Many of the city’s poor say they were simply erased, much like the stray dogs and monkeys that have been removed from some neighborhoods, as India’s capital got its makeover ahead of this week’s summit of the Group of 20 nations.

Prime Minister Narendra Modi’s government hopes the elaborate effort to make New Delhi sparkle — a “beautification project” with a price tag of $120 million — will help showcase the world’s most populous nation’s cultural prowess and strengthen its position on the global stage.

But for many street vendors and those crammed into New Delhi’s shantytowns, the makeover has meant displacement and loss of livelihood, raising questions about the government’s policies on dealing with poverty.

The two-day global summit will take place at the newly constructed Bharat Mandapam building, a sprawling exhibition center in the heart of New Delhi near the landmark India Gate monument — and scores of world leaders are expected to attend.
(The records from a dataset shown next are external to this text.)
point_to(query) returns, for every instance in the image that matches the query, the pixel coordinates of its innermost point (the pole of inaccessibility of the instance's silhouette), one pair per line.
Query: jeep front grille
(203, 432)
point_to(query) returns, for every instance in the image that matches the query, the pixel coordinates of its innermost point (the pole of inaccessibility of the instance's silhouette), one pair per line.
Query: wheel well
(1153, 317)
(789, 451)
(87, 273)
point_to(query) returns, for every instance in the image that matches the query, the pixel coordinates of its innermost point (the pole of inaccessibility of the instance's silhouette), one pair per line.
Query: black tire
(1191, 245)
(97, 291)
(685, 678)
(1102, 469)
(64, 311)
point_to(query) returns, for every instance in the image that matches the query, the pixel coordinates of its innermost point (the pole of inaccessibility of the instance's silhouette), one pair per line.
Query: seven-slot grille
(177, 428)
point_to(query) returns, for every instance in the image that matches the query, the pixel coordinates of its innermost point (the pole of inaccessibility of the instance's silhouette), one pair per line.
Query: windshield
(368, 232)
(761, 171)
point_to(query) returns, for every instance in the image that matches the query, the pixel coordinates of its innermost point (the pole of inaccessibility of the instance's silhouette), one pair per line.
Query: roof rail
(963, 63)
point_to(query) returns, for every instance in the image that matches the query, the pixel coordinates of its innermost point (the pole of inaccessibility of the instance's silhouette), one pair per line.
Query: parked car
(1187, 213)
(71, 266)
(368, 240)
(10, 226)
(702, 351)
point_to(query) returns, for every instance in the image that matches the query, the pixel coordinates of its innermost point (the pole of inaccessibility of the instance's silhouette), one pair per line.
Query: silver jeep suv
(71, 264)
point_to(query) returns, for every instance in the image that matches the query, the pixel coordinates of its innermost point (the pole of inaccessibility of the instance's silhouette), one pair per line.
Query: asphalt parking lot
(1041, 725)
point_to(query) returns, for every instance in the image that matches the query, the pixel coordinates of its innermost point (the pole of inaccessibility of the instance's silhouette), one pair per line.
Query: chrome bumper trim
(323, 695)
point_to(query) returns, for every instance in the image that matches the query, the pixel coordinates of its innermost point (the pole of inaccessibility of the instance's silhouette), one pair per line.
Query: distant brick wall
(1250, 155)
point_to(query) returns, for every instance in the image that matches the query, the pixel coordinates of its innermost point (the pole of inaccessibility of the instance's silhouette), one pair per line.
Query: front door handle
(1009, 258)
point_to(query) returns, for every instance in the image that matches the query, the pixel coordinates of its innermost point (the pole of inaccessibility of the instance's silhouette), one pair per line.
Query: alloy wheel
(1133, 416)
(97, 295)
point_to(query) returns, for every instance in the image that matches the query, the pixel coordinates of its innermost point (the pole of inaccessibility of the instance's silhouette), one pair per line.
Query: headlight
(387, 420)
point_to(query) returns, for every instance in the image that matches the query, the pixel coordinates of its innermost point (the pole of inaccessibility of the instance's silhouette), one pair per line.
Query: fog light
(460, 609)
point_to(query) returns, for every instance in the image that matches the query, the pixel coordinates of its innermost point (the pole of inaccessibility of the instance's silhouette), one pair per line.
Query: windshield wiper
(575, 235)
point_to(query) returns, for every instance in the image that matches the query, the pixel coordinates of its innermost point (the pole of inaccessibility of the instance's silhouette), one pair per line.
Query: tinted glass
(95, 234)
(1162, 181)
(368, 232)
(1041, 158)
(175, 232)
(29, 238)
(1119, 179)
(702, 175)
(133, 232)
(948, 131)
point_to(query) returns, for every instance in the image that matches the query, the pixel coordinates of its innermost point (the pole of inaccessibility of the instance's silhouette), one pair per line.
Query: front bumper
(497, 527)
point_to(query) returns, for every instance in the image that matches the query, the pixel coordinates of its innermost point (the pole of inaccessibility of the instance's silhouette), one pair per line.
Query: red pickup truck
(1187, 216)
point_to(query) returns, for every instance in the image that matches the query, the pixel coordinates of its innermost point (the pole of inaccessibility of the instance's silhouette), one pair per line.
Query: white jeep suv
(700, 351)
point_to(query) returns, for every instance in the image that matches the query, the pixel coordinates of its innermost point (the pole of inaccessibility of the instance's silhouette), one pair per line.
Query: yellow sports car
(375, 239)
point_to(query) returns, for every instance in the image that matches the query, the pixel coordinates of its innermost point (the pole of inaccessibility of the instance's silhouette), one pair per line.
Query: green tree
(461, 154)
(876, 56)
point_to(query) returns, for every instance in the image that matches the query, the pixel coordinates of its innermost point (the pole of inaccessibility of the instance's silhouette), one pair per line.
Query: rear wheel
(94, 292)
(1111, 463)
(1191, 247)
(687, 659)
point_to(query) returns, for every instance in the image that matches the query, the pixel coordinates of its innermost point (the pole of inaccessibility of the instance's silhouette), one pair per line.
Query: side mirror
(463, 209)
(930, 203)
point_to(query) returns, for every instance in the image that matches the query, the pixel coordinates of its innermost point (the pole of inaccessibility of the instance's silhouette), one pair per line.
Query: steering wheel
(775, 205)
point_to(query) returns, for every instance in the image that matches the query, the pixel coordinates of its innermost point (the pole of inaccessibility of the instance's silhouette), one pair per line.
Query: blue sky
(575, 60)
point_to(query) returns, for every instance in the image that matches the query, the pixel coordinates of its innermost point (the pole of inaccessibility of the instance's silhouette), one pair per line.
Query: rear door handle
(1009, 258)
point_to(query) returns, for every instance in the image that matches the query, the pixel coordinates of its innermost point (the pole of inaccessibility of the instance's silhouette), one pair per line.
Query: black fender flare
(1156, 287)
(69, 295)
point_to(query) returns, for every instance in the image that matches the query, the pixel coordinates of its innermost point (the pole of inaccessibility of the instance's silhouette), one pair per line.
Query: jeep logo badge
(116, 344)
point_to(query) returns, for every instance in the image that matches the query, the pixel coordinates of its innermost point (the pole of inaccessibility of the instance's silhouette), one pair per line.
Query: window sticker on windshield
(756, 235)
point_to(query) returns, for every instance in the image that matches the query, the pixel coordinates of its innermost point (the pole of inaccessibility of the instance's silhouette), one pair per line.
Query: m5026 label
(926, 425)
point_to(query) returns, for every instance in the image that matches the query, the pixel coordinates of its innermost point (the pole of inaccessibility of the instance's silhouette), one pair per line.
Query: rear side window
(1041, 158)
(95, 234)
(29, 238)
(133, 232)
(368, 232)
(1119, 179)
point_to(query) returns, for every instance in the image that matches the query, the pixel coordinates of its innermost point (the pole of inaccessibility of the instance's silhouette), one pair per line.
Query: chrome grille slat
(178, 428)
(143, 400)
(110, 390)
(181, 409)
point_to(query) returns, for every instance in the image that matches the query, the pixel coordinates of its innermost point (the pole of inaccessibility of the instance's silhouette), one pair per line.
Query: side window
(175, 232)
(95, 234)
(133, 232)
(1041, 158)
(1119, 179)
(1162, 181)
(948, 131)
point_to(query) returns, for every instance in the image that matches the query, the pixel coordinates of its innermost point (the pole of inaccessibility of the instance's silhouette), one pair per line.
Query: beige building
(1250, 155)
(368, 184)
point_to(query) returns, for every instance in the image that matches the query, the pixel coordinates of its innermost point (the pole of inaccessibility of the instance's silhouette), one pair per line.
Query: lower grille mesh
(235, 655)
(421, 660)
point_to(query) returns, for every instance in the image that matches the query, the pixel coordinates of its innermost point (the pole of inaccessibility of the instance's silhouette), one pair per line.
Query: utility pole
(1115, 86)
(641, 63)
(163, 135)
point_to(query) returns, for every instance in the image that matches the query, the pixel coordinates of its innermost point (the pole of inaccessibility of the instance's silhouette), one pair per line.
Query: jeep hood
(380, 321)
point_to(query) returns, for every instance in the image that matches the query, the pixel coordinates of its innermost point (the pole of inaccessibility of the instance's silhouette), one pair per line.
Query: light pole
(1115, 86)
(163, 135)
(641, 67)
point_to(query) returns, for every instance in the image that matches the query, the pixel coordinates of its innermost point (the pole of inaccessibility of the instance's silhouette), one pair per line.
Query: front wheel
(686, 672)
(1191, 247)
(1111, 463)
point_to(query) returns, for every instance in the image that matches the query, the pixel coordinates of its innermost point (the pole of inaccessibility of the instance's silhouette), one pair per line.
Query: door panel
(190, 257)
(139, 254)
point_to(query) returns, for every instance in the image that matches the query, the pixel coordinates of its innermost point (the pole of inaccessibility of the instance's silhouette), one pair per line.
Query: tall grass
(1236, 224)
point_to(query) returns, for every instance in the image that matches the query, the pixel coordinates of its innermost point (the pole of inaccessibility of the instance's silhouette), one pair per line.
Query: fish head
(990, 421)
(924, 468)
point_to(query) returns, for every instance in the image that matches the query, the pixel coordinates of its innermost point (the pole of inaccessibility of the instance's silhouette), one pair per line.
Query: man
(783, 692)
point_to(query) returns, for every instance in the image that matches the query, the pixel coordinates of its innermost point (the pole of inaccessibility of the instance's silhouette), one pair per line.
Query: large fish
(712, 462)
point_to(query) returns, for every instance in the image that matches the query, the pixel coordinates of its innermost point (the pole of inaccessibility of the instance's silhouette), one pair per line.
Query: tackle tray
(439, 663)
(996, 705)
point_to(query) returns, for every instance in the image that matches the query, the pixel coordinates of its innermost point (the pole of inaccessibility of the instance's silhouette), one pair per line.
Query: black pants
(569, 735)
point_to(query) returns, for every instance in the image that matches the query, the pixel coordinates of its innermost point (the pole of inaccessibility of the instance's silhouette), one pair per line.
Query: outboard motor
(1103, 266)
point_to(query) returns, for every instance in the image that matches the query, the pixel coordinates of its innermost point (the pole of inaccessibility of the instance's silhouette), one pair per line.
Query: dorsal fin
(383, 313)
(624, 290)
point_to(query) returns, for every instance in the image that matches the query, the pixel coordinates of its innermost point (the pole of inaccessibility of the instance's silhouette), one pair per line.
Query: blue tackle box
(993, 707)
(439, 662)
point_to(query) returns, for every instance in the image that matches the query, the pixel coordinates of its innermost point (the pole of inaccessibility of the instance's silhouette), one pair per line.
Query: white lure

In July, a report by the Concerned Citizens Collective, a rights activist group, found that the preparations for the G20 summit resulted in the displacement of nearly 300,000 people, particularly from the neighborhoods that foreign leaders and diplomats will visit during various meetings.

In 2020, the government hastily erected a half-kilometer (1,640-foot) brick wall in the state of Gujarat ahead of a visit by then-President Donald Trump, with critics saying it was built to block the view of a slum area inhabited by more than 2,000 people.